Character Development:
Nonlinear Timeline: The story spans from 1951 to the 1990s, showcasing the stagnation in the village and the characters' lives.
Symbolism of Objects: Items like the piano, television, and Belle's sheepdog Maggie symbolize change, adaptation, and the struggle to move forward.
Cyclical Structure: The repetition of themes and motifs at the end of the story mirrors the unresolved conflicts introduced at the beginning.
Belle on Trevor's Influence:
"He wrote back. He said it was flawless. That comment, I only got it once in my life." ([02:40])
On the Opening Lines:
"He had the confidence, but also he had this sort of sly humor, saying these two lines tell you the story, but there's a little more to that." ([48:15])
On Belle's Envy and Inaction:
"She cannot move on from that envy." ([54:27])
On the Violent Resolution:
"Belle would win in the end because the living always do. And that seemed fair also, since Violet had won in the beginning and had had the better years." ([43:54]–[44:30])
Speakers: Yiyun Lee and Belle ([73:26]–[75:39])

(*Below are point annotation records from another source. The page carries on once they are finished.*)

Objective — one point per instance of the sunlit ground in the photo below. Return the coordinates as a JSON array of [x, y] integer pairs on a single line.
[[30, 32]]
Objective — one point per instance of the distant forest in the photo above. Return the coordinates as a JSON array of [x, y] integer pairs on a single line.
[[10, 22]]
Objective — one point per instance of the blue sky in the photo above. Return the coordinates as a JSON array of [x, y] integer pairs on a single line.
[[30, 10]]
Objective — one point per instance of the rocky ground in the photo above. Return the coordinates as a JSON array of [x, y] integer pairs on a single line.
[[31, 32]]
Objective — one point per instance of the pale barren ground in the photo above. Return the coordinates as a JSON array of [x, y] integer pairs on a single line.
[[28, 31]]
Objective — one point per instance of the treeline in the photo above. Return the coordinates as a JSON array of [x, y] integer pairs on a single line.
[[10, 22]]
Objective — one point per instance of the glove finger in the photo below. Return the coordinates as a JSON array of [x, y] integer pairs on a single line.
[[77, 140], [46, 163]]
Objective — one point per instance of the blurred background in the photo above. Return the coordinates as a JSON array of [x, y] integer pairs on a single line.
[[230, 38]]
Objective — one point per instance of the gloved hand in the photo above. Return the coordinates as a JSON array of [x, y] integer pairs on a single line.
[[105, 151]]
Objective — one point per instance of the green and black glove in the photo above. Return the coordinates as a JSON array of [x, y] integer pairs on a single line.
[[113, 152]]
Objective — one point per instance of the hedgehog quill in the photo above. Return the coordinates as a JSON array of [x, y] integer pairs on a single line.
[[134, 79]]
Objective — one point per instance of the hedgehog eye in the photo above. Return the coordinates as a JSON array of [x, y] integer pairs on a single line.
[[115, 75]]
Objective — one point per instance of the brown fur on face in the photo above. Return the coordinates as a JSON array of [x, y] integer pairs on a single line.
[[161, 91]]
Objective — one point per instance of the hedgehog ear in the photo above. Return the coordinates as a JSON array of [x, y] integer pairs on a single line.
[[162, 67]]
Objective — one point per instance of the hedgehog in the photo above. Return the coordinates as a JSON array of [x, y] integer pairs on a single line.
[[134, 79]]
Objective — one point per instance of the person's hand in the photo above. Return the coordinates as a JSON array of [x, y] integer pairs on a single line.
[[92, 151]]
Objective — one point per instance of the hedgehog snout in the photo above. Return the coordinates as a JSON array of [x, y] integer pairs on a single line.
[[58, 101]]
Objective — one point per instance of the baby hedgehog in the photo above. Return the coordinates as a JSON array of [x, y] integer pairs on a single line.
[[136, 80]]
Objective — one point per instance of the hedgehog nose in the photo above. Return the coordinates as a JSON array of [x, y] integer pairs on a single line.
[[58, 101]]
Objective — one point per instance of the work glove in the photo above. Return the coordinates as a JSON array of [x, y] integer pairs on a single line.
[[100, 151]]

Yiyun and Belle delve deeper into the story’s ending, discussing the notion of victory and loss. Belle interprets Belle's "win" not as a true triumph but as a hollow assertion over her own insecurities and the lingering presence of Violet. They ponder whether Belle truly achieves anything meaningful or merely perpetuates her own despair by holding onto the past.

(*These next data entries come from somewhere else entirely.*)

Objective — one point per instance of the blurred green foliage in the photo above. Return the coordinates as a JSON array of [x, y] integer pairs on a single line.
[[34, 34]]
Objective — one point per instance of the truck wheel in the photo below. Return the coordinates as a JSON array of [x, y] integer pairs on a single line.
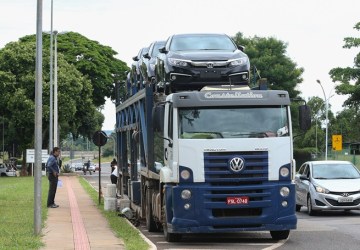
[[169, 237], [150, 222], [280, 235]]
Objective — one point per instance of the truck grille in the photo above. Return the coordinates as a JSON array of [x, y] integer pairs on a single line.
[[222, 182]]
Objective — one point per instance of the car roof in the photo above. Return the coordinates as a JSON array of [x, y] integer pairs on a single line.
[[200, 34], [329, 162]]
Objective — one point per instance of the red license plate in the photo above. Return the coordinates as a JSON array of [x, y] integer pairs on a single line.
[[237, 200]]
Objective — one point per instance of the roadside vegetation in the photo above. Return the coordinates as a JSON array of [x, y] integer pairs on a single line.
[[118, 224], [17, 213]]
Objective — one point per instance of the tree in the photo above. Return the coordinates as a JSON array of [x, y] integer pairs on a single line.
[[77, 113], [96, 62], [349, 77], [268, 59]]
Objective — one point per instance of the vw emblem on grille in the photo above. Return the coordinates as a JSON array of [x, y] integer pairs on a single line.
[[236, 164]]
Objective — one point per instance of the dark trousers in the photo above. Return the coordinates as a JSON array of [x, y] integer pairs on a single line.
[[113, 179], [52, 188]]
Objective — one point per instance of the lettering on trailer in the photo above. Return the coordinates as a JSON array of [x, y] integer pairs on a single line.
[[237, 95], [214, 149]]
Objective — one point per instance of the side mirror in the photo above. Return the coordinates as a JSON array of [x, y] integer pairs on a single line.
[[242, 48], [163, 50], [135, 58], [303, 177], [147, 56], [304, 117], [158, 117]]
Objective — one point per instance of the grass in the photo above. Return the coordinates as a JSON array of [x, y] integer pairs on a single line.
[[119, 225], [17, 213]]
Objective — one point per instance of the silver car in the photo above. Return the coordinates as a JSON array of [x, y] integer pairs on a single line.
[[327, 185]]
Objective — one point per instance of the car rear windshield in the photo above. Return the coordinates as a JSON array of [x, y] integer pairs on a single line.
[[335, 171], [202, 42]]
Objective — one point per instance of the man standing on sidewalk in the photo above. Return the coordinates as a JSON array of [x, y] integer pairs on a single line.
[[53, 170]]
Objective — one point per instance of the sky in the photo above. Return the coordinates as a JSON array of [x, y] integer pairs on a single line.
[[314, 30]]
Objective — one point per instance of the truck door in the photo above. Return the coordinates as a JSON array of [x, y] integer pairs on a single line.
[[168, 134]]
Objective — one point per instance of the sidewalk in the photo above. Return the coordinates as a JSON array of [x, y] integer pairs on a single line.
[[77, 223]]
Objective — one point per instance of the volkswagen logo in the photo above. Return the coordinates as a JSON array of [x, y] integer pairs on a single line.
[[236, 164], [210, 65]]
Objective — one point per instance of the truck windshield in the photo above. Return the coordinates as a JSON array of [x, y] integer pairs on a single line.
[[233, 122]]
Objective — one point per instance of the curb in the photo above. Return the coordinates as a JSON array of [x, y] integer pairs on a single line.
[[151, 244]]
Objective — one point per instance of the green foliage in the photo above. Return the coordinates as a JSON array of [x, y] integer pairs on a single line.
[[86, 71], [17, 215], [268, 55], [96, 62], [302, 155], [349, 77]]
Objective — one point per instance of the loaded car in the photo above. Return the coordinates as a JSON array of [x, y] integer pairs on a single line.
[[135, 76], [192, 61], [147, 67], [327, 185]]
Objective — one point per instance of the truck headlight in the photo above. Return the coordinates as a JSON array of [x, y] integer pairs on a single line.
[[186, 194], [284, 191], [185, 174], [178, 62]]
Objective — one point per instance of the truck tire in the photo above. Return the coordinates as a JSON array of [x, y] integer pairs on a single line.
[[150, 222], [280, 235], [169, 237]]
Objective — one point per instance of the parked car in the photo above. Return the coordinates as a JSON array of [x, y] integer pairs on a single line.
[[147, 68], [7, 170], [135, 76], [192, 61], [327, 185]]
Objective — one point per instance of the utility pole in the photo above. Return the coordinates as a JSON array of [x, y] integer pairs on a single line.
[[38, 121]]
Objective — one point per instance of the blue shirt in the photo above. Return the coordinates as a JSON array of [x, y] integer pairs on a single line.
[[52, 165]]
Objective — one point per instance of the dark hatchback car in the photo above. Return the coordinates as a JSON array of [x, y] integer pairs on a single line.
[[192, 61], [147, 67]]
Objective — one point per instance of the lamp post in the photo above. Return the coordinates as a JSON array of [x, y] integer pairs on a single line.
[[55, 92], [114, 139], [326, 123], [51, 84]]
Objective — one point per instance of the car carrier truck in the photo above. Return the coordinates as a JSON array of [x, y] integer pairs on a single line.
[[210, 161]]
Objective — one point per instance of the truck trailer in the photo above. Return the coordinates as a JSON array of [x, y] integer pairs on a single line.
[[219, 160]]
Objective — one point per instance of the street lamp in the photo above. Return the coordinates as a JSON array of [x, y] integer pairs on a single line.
[[51, 83], [55, 92], [114, 138], [326, 122]]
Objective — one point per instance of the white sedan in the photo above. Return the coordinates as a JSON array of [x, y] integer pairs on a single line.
[[327, 185]]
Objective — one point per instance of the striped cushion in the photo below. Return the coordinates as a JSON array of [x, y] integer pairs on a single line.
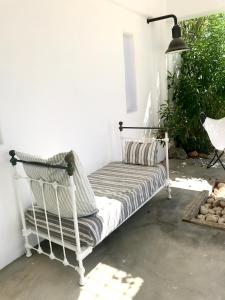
[[85, 199], [119, 189], [140, 153]]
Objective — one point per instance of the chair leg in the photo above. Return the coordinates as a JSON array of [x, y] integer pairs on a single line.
[[215, 159]]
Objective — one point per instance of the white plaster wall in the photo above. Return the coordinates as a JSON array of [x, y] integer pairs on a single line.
[[62, 85], [193, 8]]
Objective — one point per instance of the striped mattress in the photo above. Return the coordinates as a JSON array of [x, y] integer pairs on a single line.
[[119, 190]]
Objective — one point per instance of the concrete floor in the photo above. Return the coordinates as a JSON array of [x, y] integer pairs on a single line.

Belle emphasizes Trevor’s mastery in portraying internal conflicts and unspoken violences:
"The quiet moments are the most devastating ones." ([72:28])
Yiyun agrees, noting that Trevor captures the profound struggles that lie beneath the surface of everyday life, making the story both haunting and emotionally rich.

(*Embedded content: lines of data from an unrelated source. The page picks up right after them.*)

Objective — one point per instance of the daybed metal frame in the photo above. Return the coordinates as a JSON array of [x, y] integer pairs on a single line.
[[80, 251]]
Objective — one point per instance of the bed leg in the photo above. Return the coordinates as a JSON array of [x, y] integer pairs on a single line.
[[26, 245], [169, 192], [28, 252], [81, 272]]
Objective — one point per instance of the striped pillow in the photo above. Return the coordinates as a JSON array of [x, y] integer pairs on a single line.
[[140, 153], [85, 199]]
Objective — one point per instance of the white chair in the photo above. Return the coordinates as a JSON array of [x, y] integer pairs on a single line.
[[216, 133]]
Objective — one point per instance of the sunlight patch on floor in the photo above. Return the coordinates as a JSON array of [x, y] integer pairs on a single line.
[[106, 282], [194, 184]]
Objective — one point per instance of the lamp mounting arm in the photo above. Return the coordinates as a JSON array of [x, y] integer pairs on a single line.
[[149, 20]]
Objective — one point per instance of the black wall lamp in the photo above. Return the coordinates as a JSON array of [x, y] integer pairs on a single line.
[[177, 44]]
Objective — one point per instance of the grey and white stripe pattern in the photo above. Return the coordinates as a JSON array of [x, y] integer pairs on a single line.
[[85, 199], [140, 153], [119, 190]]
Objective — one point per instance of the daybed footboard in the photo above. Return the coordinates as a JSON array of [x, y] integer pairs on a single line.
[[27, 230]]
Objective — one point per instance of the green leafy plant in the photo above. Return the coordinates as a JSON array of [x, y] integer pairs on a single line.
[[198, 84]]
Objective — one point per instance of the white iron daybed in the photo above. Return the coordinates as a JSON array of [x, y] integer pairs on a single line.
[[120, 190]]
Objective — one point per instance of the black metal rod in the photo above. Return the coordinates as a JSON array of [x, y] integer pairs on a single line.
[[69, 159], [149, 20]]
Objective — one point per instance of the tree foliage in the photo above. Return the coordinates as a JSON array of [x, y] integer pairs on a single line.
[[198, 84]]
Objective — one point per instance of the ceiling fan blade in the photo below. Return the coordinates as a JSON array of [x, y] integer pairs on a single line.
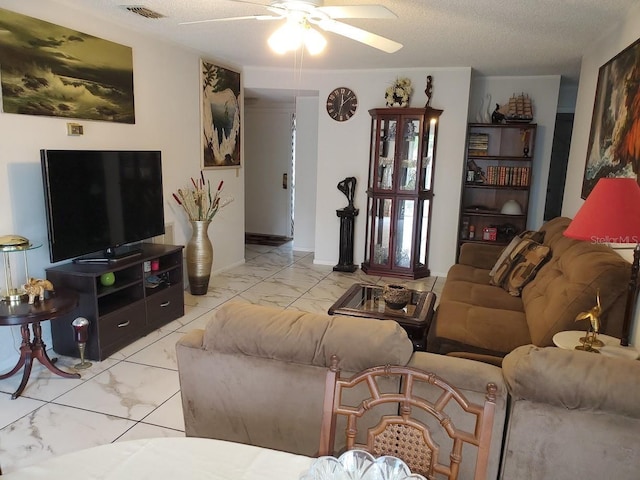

Yiyun and Belle conclude the discussion by reflecting on William Trevor's unique storytelling ability. They highlight how his subtle, yet powerful narratives reveal the depths of human emotion and the complexities of interpersonal relationships. The episode encapsulates Trevor's talent for creating enduring, thought-provoking fiction that resonates long after the story ends.
Notable Quotes with Timestamps:
Belle on Trevor as a Mentor:
"[02:03] Belle: Personally, I learned writing by reading his fiction, so I always considered him a mentor on the page."
Trevor’s Praise for Belle’s Work:
"[03:16] Belle: He wrote back. He said it was flawless. That comment, I only got it once in my life."
On Belle's Struggle with Envy:
"[54:27] Belle: I just thought it was the punishment of blindness. It's a punishment for her to bear."
On the Story's Violent Resolution:
"[70:06] Yiyun Lee: That memory. And I just thought that's the most violent thing you can do to a man."
Reflection on Trevor’s Storytelling:
"[72:28] Belle: When they say quiet writer, it means Belle didn't pick up a knife to do something."
Final Thoughts: This episode of "The New Yorker: Fiction" offers a profound exploration of William Trevor's "The Piano Tuners Wives," enriched by Yiyun Lee's evocative reading and Belle's insightful analysis. The discussion unpacks the intricate emotional layers and thematic depth of the story, providing listeners with a comprehensive understanding of Trevor's narrative prowess and the enduring impact of his work.